Image Credit: R. Melman


Unlettered, the post-punk studio project led by Mike Knowlton (Gapeseed, Poem Rocket), has always worked in tension: guitars detuned until they shimmer and scrape, basslines that pulse like a distant warning system, rhythms that blur the line between mechanical and human. On Devil's Bowl, that pressure extends beyond the self. It doesn't build, it spreads.


This record turns its attention outward, toward a culture saturated in spectacle, toward systems that feel simultaneously fragile and immovable. Identity flickers between authenticity and performance. Assurance masquerades as knowledge. The public square swells with volume, but meaning slips through the cracks. The songs move like transmissions from a landscape where consensus has eroded and the ground itself feels provisional.


Musically, Devil's Bowl tightens the screws. Guitars grind and recoil.

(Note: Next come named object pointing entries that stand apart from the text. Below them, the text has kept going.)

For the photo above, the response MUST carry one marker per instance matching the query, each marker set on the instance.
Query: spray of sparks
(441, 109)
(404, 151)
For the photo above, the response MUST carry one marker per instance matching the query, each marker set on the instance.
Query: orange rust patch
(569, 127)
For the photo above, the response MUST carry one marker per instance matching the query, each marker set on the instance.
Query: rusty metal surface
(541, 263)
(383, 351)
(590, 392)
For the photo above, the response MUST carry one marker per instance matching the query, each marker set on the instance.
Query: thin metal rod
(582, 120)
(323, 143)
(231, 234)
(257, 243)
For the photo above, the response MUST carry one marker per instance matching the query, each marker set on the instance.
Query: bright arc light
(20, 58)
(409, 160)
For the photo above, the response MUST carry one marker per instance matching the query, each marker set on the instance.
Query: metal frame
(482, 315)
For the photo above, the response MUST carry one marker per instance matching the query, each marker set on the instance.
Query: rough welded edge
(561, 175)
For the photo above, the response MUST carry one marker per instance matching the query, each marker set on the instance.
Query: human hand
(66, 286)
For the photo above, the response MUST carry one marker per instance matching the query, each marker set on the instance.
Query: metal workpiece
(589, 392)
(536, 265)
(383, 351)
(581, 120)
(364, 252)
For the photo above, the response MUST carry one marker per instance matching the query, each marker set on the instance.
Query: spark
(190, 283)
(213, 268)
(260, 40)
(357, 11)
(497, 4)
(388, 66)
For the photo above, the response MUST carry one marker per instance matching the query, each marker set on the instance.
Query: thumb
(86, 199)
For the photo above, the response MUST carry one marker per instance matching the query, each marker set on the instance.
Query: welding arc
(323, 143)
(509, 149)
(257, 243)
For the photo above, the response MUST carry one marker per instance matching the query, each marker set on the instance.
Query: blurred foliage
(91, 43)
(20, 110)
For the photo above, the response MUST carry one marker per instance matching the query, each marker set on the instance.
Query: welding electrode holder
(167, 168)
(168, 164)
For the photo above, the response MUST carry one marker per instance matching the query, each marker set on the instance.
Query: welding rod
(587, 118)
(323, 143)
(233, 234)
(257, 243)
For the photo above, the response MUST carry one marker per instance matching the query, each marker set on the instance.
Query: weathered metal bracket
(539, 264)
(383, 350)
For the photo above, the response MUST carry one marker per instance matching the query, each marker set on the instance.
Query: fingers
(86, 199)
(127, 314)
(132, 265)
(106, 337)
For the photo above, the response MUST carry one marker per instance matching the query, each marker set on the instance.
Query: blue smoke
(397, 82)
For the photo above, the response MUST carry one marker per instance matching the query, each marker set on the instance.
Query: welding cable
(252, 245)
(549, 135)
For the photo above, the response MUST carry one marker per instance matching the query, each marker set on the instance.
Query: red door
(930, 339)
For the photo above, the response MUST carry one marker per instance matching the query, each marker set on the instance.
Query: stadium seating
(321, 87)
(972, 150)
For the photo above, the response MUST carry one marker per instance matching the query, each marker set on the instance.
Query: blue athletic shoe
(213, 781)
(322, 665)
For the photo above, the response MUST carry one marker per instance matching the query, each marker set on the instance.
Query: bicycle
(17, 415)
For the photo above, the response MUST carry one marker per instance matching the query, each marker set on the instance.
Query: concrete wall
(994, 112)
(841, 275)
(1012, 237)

Bass carries the melodic weight like a slow-moving storm front. Vocals, written and performed by Knowlton alongside co-lyricist Kelly Grimm, shift between incantation and observation, rarely offering comfort, never offering easy resolution. On two tracks, Peter Gordon, Knowlton's longtime bandmate in Gapeseed and Poem Rocket, plays drums, reconnecting the present tense of Unlettered with the physical momentum of its past.
This is not a protest record, though it vibrates with unrest. It is not a manifesto, though it circles questions of power, performance, and collapse. It is not a diagnosis — more like a fever reading.


If Five Mile Point traced personal transition, loss, memory, the weight of what lingers, then Devil's Bowl widens the aperture. The grief turns structural. The introspection turns civic. The tension that defined earlier work hasn't dissipated, it has scaled up, pressing against something larger than the self.


Stand in the bowl long enough and the air begins to vibrate. Whether that vibration signals collapse or transformation is left unresolved.